I stopped hearing discussions about it long ago. I suppose the thing died down.

One thing I will never understand is their endless complaint about moderation tools. They had/have a decent amount of donation, why they didn't just put a bounty on the features they needed in github and encourage contributions in that space (if not contributing directly)? It feels like it was sterile criticism when they had/have the means to actually work on the solution.

EDIT: Adding to the above. From their opencollective page, they are in +6k$. Even 1000$ on a feature and I think plenty of people will want to contribute. Considering that they were complaining about a handful of features, I don't see how it was not feasible. That will both give back to the developers and get them where they are. Win-win...?

[–] Blaze@discuss.online 17 points 9 months ago* (last edited 9 months ago) (1 children)

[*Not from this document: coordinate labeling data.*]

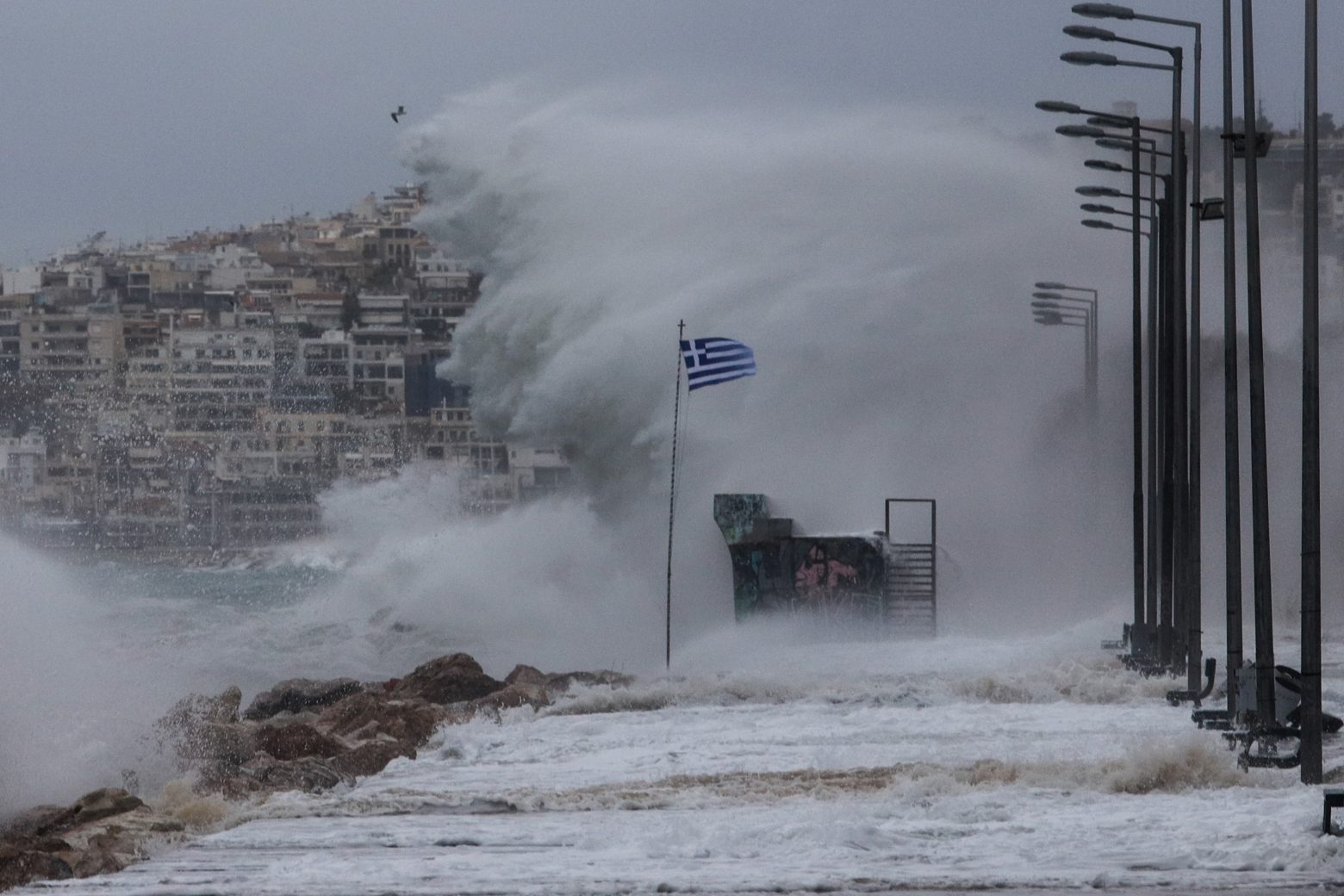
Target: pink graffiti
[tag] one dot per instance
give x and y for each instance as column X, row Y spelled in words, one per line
column 820, row 573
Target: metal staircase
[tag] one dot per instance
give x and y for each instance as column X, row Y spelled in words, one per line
column 910, row 605
column 912, row 590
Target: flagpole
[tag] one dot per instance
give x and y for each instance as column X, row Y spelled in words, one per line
column 676, row 420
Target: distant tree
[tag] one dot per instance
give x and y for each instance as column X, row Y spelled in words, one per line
column 348, row 310
column 1262, row 124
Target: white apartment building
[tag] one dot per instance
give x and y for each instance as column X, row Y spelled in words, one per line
column 23, row 461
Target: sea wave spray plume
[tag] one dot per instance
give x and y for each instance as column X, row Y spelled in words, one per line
column 878, row 258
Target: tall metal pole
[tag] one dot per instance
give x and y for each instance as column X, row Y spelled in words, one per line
column 1194, row 617
column 676, row 414
column 1154, row 497
column 1137, row 338
column 1166, row 422
column 1231, row 411
column 1310, row 713
column 1255, row 343
column 1180, row 444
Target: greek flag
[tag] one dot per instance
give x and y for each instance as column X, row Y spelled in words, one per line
column 715, row 360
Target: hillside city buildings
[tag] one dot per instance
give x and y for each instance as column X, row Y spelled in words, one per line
column 201, row 393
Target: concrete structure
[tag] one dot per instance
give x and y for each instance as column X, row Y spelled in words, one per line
column 849, row 579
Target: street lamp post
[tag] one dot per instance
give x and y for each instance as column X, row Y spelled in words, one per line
column 1050, row 302
column 1255, row 345
column 1137, row 341
column 1180, row 494
column 1231, row 408
column 1156, row 545
column 1310, row 699
column 1192, row 542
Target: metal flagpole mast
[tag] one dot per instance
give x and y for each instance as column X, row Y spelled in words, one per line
column 676, row 420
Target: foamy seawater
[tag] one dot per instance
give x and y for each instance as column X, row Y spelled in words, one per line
column 806, row 768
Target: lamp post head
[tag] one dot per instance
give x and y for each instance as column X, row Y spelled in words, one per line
column 1116, row 143
column 1097, row 191
column 1111, row 121
column 1080, row 131
column 1089, row 33
column 1102, row 11
column 1089, row 58
column 1058, row 105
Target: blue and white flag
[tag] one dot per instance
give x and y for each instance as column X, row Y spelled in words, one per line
column 715, row 360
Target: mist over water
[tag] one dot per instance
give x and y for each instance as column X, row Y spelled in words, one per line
column 878, row 259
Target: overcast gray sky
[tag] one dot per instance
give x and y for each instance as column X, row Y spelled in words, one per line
column 151, row 118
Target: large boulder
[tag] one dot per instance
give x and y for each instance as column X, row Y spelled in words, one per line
column 308, row 774
column 446, row 680
column 525, row 673
column 21, row 865
column 34, row 823
column 296, row 694
column 203, row 731
column 371, row 713
column 101, row 804
column 371, row 756
column 295, row 742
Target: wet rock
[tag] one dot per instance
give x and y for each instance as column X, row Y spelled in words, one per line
column 103, row 804
column 296, row 742
column 371, row 713
column 515, row 694
column 448, row 680
column 204, row 730
column 33, row 823
column 562, row 681
column 19, row 867
column 526, row 675
column 371, row 758
column 98, row 862
column 297, row 694
column 308, row 774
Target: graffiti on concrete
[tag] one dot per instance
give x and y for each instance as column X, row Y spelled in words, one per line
column 773, row 569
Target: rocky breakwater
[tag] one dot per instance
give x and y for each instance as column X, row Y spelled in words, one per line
column 300, row 735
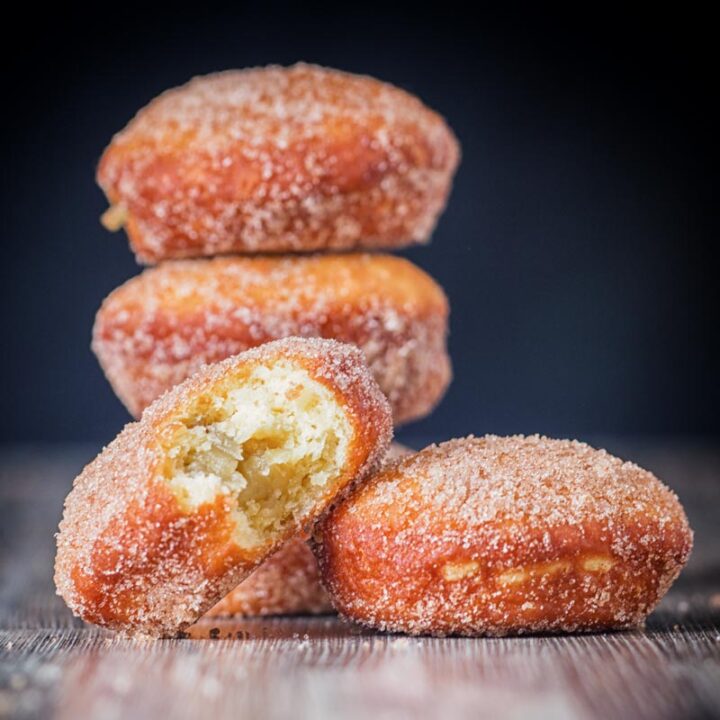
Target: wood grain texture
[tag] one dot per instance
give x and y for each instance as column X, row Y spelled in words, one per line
column 53, row 665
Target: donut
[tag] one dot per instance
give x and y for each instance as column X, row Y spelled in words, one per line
column 287, row 583
column 503, row 535
column 163, row 325
column 218, row 473
column 278, row 160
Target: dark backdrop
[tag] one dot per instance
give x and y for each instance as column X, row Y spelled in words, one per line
column 575, row 249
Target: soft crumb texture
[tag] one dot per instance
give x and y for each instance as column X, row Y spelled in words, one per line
column 288, row 582
column 162, row 326
column 278, row 160
column 504, row 535
column 220, row 471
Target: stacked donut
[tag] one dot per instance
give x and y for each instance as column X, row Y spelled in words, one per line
column 269, row 369
column 258, row 194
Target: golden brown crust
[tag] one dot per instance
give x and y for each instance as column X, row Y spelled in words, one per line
column 502, row 536
column 278, row 160
column 162, row 326
column 130, row 557
column 287, row 582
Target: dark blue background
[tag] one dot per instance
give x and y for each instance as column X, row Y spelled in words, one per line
column 576, row 248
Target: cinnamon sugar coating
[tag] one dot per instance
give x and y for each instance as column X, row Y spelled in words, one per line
column 135, row 556
column 278, row 160
column 495, row 536
column 163, row 325
column 288, row 582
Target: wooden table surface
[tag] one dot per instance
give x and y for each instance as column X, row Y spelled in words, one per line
column 52, row 665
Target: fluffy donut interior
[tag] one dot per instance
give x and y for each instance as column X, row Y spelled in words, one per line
column 275, row 442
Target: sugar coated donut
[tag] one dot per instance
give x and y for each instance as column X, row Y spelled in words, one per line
column 220, row 471
column 495, row 536
column 278, row 160
column 160, row 327
column 287, row 583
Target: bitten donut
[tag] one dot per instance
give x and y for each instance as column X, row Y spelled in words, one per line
column 287, row 583
column 160, row 327
column 496, row 536
column 278, row 160
column 219, row 472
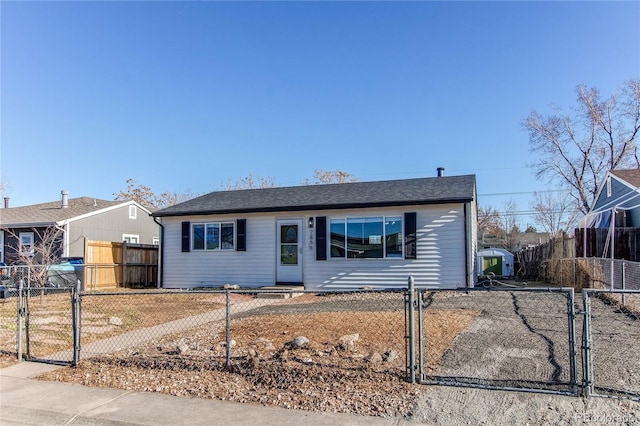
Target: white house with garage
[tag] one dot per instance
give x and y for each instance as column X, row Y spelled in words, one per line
column 325, row 237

Lemmy's code isn't that easy to get into, otherwise there would be much more contributors to it.

The third biggest contributor after the two main devs has 59 commits.

https://github.com/LemmyNet/lemmy/graphs/contributors?from=2019-02-10&to=2024-02-06&type=c

[–] sudneo@lemmy.world 8 points 9 months ago

And that's fair enough. However, putting a bounty on the feature is definitely a big incentive that might have caused those features to be implemented by someone else and/or prioritized.